Thursday, March 29, 2012

Poetry Form Week 29

The Horatian ode 

The Horatian ode is a short lyric poem written in stanzas of two or four lines in the manner of the 1st-century-bc Latin poet Horace.   The structure of the Horatian ode is less complex than the more technically structured for that the poet Pindar used for his prose though in the emulation of Pindaric odes the focus is on the events or circumstances of a happening. Horace’s odes are considered to be intimate and reflective, dealing often with friendship, love and the practice with a sense that they were written to a friend. To emulate Horace’s ode style does not require the rigidity of the Pindaric ode, the poet can create their own stanzas, meters and rhyming patterns, with only stern stipulation being that the structure must be repeated in each succeeding stanza.

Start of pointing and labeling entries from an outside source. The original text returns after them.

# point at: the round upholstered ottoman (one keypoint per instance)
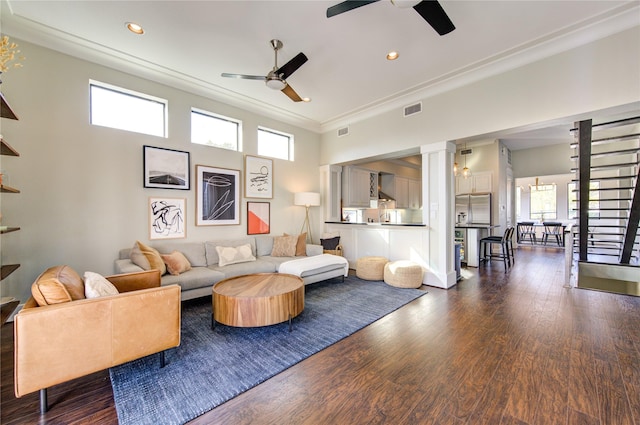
(371, 268)
(403, 274)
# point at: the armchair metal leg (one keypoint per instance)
(44, 406)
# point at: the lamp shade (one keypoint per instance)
(307, 199)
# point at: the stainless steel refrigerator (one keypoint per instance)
(473, 209)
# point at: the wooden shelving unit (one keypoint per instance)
(5, 109)
(7, 149)
(7, 304)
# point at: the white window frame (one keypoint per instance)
(134, 94)
(550, 215)
(594, 199)
(290, 144)
(212, 115)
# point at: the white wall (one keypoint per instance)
(593, 77)
(542, 161)
(82, 195)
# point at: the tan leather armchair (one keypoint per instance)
(60, 342)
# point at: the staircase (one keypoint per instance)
(607, 201)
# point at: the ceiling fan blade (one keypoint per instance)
(291, 93)
(435, 15)
(346, 6)
(290, 67)
(244, 77)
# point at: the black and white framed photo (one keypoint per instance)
(167, 218)
(165, 168)
(258, 177)
(218, 196)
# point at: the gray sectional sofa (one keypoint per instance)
(205, 270)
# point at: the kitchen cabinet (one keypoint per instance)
(407, 192)
(476, 183)
(359, 187)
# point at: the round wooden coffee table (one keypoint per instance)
(257, 300)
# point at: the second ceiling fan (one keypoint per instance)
(276, 78)
(430, 10)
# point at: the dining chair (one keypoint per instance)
(527, 229)
(553, 229)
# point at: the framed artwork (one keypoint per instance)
(258, 218)
(165, 168)
(218, 196)
(166, 218)
(258, 177)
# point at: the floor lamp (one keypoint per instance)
(307, 199)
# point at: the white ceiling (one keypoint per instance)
(188, 44)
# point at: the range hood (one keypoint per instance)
(384, 197)
(381, 195)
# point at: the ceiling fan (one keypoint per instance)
(430, 10)
(276, 78)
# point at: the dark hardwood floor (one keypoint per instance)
(498, 348)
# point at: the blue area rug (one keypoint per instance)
(211, 367)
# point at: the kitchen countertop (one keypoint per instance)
(378, 224)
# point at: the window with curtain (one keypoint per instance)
(124, 109)
(215, 130)
(594, 200)
(275, 144)
(543, 202)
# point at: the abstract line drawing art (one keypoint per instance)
(166, 218)
(218, 196)
(257, 218)
(258, 177)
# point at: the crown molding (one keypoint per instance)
(614, 21)
(607, 24)
(54, 39)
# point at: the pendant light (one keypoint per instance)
(466, 172)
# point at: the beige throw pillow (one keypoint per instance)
(57, 285)
(96, 285)
(284, 246)
(231, 255)
(301, 244)
(176, 262)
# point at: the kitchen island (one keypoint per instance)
(471, 240)
(395, 241)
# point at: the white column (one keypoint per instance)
(438, 210)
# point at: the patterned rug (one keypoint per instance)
(211, 367)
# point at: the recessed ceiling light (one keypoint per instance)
(135, 28)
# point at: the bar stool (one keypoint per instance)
(553, 229)
(506, 248)
(526, 228)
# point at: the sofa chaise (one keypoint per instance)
(205, 267)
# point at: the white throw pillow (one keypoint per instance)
(231, 255)
(95, 285)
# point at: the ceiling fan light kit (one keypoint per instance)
(276, 78)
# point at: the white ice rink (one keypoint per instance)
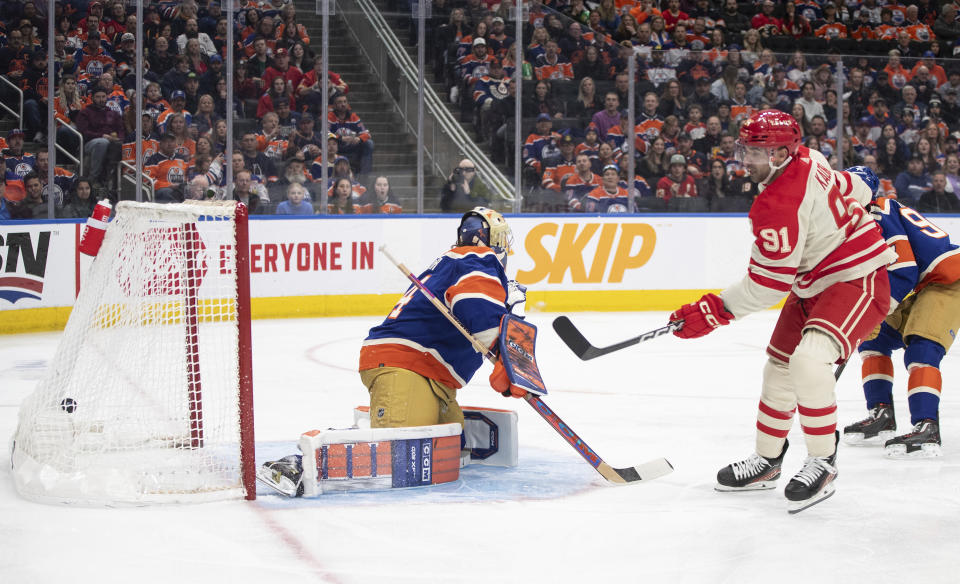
(551, 519)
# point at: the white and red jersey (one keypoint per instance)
(810, 231)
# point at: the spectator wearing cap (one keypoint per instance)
(923, 83)
(908, 102)
(677, 183)
(178, 102)
(553, 65)
(277, 90)
(937, 199)
(950, 109)
(16, 161)
(127, 51)
(34, 85)
(953, 82)
(191, 30)
(563, 163)
(286, 117)
(309, 90)
(945, 27)
(255, 160)
(341, 170)
(208, 80)
(306, 138)
(355, 140)
(539, 145)
(609, 197)
(160, 58)
(102, 128)
(281, 68)
(294, 172)
(176, 78)
(92, 58)
(472, 67)
(917, 30)
(912, 183)
(191, 92)
(464, 190)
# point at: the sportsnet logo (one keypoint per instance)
(23, 263)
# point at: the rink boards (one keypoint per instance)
(330, 266)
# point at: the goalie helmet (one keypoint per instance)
(771, 129)
(868, 176)
(486, 227)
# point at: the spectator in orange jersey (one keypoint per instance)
(677, 183)
(168, 169)
(381, 199)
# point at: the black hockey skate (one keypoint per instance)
(753, 474)
(879, 426)
(813, 483)
(284, 476)
(922, 442)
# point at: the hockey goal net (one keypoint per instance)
(148, 398)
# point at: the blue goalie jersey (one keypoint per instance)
(471, 282)
(925, 253)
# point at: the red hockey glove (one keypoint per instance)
(501, 382)
(701, 317)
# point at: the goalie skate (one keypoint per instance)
(922, 442)
(284, 476)
(753, 474)
(877, 428)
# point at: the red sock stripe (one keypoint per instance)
(877, 365)
(819, 431)
(776, 413)
(925, 376)
(772, 431)
(817, 412)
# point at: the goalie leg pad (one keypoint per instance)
(490, 435)
(379, 458)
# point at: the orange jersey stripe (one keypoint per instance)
(395, 355)
(877, 367)
(924, 378)
(472, 286)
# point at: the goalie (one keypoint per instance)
(414, 362)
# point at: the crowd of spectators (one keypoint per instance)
(702, 68)
(277, 91)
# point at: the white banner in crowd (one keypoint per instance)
(332, 266)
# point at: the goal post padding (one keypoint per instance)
(148, 397)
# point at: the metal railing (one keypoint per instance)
(18, 114)
(444, 138)
(131, 177)
(65, 152)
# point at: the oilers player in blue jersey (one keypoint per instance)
(414, 362)
(925, 288)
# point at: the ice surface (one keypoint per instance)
(552, 519)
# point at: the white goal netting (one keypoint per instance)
(142, 402)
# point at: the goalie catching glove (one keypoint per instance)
(701, 317)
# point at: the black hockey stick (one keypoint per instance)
(582, 348)
(644, 472)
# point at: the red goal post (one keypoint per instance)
(148, 398)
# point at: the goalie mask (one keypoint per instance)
(485, 227)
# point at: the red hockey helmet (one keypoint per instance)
(771, 129)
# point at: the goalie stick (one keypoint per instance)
(582, 348)
(643, 472)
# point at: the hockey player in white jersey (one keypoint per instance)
(815, 244)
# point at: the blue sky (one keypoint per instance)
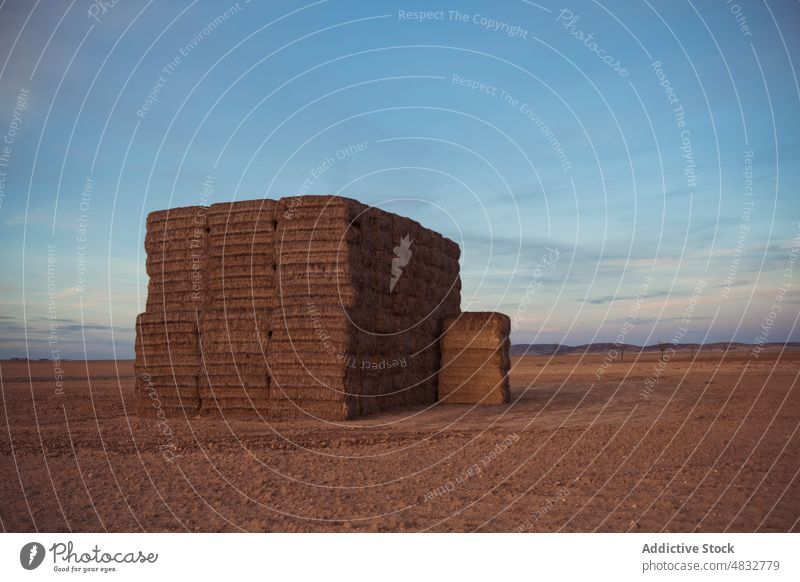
(620, 137)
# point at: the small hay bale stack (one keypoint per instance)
(167, 363)
(176, 255)
(475, 359)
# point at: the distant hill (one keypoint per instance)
(597, 348)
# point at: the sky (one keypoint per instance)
(610, 171)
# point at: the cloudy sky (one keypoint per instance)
(603, 168)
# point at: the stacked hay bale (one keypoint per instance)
(167, 363)
(175, 243)
(357, 320)
(475, 359)
(312, 350)
(167, 333)
(234, 331)
(309, 306)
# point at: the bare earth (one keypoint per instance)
(715, 447)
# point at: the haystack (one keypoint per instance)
(475, 359)
(311, 306)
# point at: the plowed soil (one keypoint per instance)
(713, 446)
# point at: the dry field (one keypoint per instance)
(714, 447)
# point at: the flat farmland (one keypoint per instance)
(704, 444)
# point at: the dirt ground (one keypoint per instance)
(713, 446)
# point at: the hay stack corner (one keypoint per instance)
(307, 307)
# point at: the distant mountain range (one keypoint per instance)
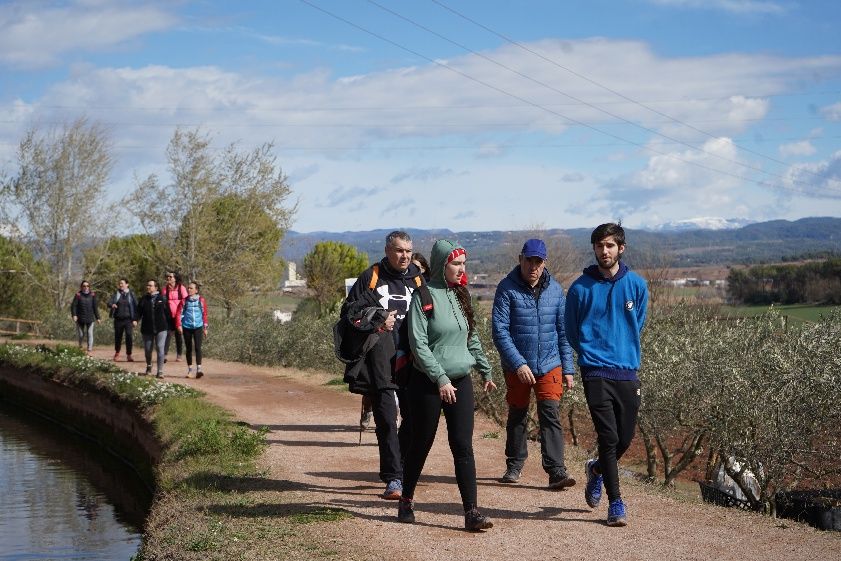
(704, 223)
(681, 244)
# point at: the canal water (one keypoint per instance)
(63, 499)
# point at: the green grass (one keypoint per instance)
(796, 312)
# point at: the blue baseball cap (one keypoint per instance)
(534, 248)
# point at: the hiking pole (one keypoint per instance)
(361, 426)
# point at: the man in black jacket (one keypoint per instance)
(123, 308)
(391, 283)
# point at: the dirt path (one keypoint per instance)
(313, 446)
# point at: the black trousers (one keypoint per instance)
(426, 405)
(179, 341)
(613, 405)
(378, 362)
(123, 326)
(193, 339)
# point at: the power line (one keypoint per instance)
(570, 96)
(598, 84)
(537, 105)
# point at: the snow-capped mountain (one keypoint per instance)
(703, 223)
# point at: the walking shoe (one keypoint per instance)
(511, 475)
(560, 480)
(616, 515)
(406, 511)
(475, 521)
(593, 489)
(393, 490)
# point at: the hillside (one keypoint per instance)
(762, 242)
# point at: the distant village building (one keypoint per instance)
(293, 281)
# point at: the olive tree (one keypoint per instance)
(326, 267)
(55, 202)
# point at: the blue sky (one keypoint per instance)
(468, 115)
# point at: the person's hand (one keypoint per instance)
(447, 393)
(525, 376)
(389, 321)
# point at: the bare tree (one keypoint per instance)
(56, 202)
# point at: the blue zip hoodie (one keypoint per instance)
(604, 319)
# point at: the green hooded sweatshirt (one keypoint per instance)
(440, 344)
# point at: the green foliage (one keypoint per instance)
(222, 215)
(787, 284)
(755, 389)
(327, 266)
(235, 252)
(71, 366)
(56, 201)
(21, 296)
(136, 257)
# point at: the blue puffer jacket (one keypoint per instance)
(529, 331)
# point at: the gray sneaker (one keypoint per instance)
(511, 475)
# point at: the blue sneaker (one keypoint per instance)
(616, 515)
(593, 489)
(393, 490)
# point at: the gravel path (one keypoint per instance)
(313, 445)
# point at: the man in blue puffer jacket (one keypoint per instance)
(528, 331)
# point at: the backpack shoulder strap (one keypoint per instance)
(375, 276)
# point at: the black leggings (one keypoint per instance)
(123, 326)
(613, 406)
(173, 331)
(425, 405)
(191, 336)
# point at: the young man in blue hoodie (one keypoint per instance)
(605, 313)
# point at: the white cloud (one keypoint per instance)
(730, 6)
(832, 112)
(702, 181)
(37, 34)
(802, 148)
(817, 179)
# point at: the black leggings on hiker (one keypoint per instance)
(193, 338)
(613, 407)
(425, 404)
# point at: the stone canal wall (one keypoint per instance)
(114, 426)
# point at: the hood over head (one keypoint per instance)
(440, 256)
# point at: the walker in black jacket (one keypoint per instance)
(154, 325)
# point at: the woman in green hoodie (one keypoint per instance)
(445, 347)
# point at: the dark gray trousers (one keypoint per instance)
(551, 435)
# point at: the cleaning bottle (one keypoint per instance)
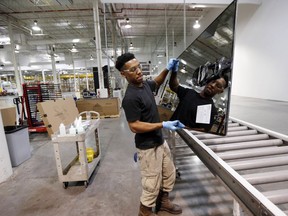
(62, 129)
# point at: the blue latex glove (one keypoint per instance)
(173, 125)
(176, 66)
(171, 64)
(135, 157)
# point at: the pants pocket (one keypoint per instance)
(150, 183)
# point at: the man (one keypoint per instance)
(197, 110)
(156, 166)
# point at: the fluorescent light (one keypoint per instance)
(36, 27)
(196, 25)
(197, 6)
(127, 24)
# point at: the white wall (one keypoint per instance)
(261, 51)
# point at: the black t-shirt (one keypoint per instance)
(139, 104)
(186, 110)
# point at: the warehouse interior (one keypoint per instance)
(60, 63)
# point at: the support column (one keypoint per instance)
(55, 80)
(43, 76)
(15, 64)
(101, 92)
(5, 165)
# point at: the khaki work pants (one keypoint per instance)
(157, 171)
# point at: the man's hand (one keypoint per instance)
(171, 64)
(173, 125)
(176, 66)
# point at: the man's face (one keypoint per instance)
(132, 72)
(214, 87)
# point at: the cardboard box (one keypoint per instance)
(164, 113)
(106, 107)
(54, 112)
(8, 115)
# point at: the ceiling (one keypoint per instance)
(156, 28)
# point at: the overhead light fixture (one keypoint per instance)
(16, 48)
(197, 6)
(35, 27)
(75, 40)
(73, 48)
(196, 25)
(127, 25)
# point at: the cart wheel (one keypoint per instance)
(65, 185)
(178, 174)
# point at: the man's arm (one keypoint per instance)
(173, 82)
(143, 127)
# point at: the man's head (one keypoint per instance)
(215, 86)
(130, 68)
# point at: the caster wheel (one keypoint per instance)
(65, 185)
(178, 174)
(86, 183)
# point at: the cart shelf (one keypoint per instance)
(78, 169)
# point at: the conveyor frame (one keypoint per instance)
(242, 190)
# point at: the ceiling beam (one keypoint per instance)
(217, 2)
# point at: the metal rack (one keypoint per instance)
(33, 94)
(78, 169)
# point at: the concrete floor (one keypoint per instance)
(114, 189)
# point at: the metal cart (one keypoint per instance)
(79, 169)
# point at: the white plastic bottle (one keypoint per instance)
(72, 130)
(62, 129)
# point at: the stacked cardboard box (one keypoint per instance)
(106, 107)
(164, 113)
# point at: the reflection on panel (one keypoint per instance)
(205, 66)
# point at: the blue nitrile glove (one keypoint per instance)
(135, 157)
(171, 63)
(173, 125)
(176, 66)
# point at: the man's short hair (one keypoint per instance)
(225, 77)
(121, 60)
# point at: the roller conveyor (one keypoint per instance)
(252, 162)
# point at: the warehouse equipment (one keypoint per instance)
(18, 144)
(250, 161)
(33, 94)
(78, 169)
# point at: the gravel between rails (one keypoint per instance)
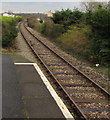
(23, 49)
(84, 67)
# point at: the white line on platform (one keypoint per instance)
(58, 100)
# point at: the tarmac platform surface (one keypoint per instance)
(24, 95)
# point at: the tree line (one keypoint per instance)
(84, 33)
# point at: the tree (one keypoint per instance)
(93, 5)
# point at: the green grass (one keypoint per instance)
(9, 19)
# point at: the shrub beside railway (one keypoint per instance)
(83, 33)
(9, 30)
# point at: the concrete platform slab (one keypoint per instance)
(38, 101)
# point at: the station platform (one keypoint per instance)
(26, 93)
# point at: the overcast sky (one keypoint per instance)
(32, 6)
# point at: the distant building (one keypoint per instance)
(49, 14)
(8, 14)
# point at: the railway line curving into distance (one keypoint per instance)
(87, 98)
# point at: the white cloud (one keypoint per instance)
(52, 0)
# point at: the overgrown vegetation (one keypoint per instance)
(83, 33)
(9, 30)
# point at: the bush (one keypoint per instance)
(9, 30)
(100, 38)
(52, 30)
(67, 17)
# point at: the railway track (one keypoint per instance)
(89, 100)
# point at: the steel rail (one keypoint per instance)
(74, 105)
(102, 89)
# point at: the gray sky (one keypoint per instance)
(33, 6)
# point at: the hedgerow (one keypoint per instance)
(9, 30)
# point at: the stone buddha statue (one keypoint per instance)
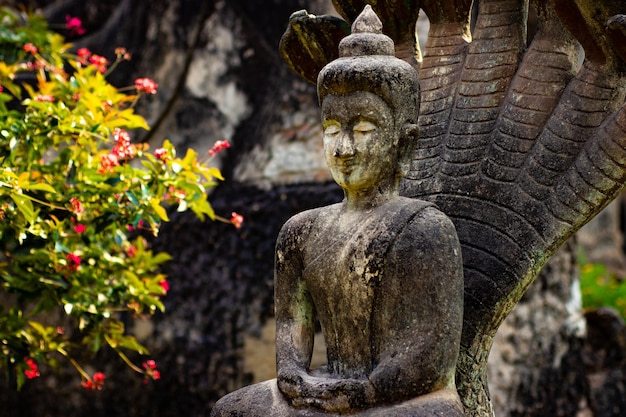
(382, 273)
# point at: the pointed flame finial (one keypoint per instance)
(367, 37)
(367, 22)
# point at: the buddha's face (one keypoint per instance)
(360, 140)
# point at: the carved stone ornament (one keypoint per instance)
(382, 273)
(519, 144)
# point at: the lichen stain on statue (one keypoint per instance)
(381, 273)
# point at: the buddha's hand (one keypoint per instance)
(328, 394)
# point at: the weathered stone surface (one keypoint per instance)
(520, 146)
(390, 352)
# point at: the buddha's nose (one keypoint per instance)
(345, 146)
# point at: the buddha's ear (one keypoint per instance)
(406, 146)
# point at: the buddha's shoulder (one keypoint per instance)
(303, 221)
(423, 216)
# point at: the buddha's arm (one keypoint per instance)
(420, 311)
(295, 316)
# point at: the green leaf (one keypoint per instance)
(39, 187)
(25, 206)
(159, 210)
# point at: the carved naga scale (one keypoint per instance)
(520, 144)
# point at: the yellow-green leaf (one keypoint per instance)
(159, 210)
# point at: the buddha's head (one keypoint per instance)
(370, 105)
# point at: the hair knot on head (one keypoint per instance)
(367, 37)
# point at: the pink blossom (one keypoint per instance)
(236, 219)
(73, 262)
(219, 146)
(146, 85)
(161, 154)
(107, 163)
(99, 62)
(74, 25)
(44, 98)
(83, 52)
(30, 48)
(33, 371)
(77, 206)
(123, 149)
(95, 383)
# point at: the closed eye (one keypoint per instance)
(331, 129)
(364, 127)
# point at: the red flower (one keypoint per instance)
(123, 149)
(74, 25)
(33, 372)
(44, 98)
(77, 206)
(150, 370)
(95, 383)
(99, 62)
(30, 48)
(83, 53)
(146, 85)
(131, 251)
(219, 146)
(73, 262)
(107, 162)
(236, 219)
(161, 154)
(122, 53)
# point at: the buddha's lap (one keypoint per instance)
(265, 400)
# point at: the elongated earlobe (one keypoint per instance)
(408, 142)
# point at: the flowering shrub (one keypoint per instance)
(75, 193)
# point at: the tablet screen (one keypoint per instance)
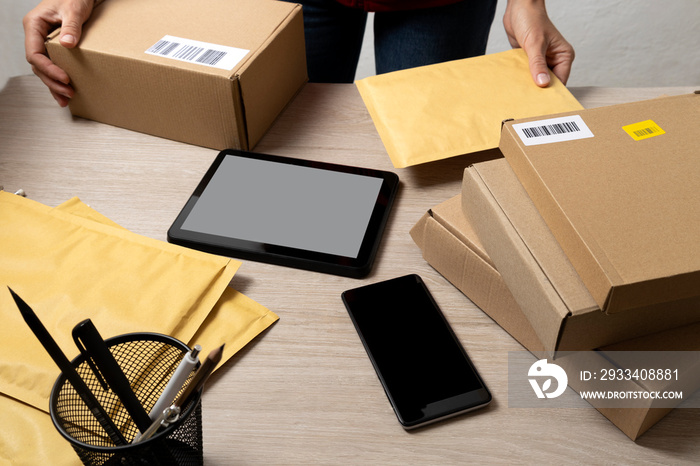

 The Ship of State (Odes I, 14)

Quintus Horatius Flaccus

On Ship! New billows sweep thee out
Seaward. What wilt thou? Hold the port, be stout
See'st not thy mast
How rent by stiff Southwestern blast?
Thy side, of rowers how forlorn?
Thine hull, with groaning yards, with rigging torn,
Can ill sustain
The fierce, and ever fiercer main;
Thy gods, no more than sails entire,
From whom yet once they need might aid require,
Oh Pontic Pine,
The first of woodland stocks is thine.
Yet race and name are but as dust,
Not painted sterns gave storm-tost seamen trust;
Unless thou dare
To be the sport of storms, beware.
O fold at best a weary weight,
A yearning care and constant strain of late,
O shun the seas
That girt those glittering Cyclades

Ode to the West Wind
Percy Bysshe Shelley
O wild West Wind, thou breath of Autumn’s being,
Thou from whose unseen presence the leaves dead
Are driven like ghosts from an enchanter fleeing,
Yellow, and black, and pale, and hectic red,
Pestilence-striken multitudes! O thou
Who chariotest to their dark wintry bed
The winged seeds, where they lie cold and low,
Each like a corpse within its grave, until
Thine azure sister of the Spring shall blow
Her clarion o'er the dreaming earth, and fill
(Driving sweet buds like flocks to feed in air)
With living hues and odors plain and hill:
Wild Spirit which art moving everywhere;
Destroyer and preserver; hear, oh hear!


Taylor Boomer said...

what an amazing job.


Anonymous said...

Very well done!!! I should be back on track for these posts this upcoming week... Thank you so much!